5. Early detection and treatments have not been proven to improve survival.

This statement is based not on any positive evidence against early detection but on the lack of randomized, controlled trials. Trials are ongoing in Europe and America. Unfortunately these trials will not mature until 2005 to 2010. In the meantime, we do have results from a randomized, controlled trial done in Quebec, Canada(3) . These results have gone largely ignored and criticized by the anti-screening "experts."

The Quebec trial demonstrated a 69% benefit in survival by early detection using PSA and DRE testing with effective followup treatment. Yes, and to put the results this way -- 67% fewer deaths among men who were followed with regular PSA tests. In the USA alone this could result in 26,000 fewer deaths a year.
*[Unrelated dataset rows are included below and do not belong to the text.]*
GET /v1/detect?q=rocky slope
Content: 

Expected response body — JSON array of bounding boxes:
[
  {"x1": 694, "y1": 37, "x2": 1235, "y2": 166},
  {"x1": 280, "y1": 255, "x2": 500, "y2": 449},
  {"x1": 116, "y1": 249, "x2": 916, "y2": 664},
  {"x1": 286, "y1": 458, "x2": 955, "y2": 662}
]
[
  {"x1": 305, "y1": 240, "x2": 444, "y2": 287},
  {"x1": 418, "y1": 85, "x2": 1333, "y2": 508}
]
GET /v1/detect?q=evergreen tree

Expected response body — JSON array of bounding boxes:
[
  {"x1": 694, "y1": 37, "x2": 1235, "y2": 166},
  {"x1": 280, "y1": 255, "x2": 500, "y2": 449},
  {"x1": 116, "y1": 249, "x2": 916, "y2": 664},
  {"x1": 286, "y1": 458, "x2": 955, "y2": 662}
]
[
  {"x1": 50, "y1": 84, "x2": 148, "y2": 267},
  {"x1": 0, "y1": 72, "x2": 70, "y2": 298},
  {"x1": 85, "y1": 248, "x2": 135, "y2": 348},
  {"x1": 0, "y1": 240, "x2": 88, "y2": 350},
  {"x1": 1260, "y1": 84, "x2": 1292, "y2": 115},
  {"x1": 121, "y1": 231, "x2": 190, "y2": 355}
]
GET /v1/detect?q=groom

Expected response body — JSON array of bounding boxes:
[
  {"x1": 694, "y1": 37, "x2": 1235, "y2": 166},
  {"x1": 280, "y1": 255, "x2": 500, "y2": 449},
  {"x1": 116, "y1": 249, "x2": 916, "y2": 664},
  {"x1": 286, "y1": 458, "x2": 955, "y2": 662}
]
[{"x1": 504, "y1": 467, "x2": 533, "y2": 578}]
These are very significant numbers. Another piece of evidence comes from the U.S: in Olmsted County, Minnesota(12) early intervention by testing with PSA and DRE has been associated with a reduction in the mortality rate.

In population-based studies(4), treatment of prostate cancer by surgery has demonstrated a 10-year survival benefit as compared to doing nothing but watch and wait. The survival benefit is much higher in aggressive disease than it is in lower disease grades, in which the 10-year survival is almost equal for both. Most men with low grade disease who are surgically treated do not have to contend with disease progression at 10 years. Men who have low-grade disease but are not treated, just watched over, are more likely to contend with disease progression and to have a higher disease-specific mortality.

Ample evidence exists to show that testing with both PSA and DRE has directly reduced the prostate cancer mortality rate. The sooner this is recognized and supported by medical opinion, the more deaths will be prevented. Survivors need to become more proactive and promote awareness. We owe it to our families and to ourselves!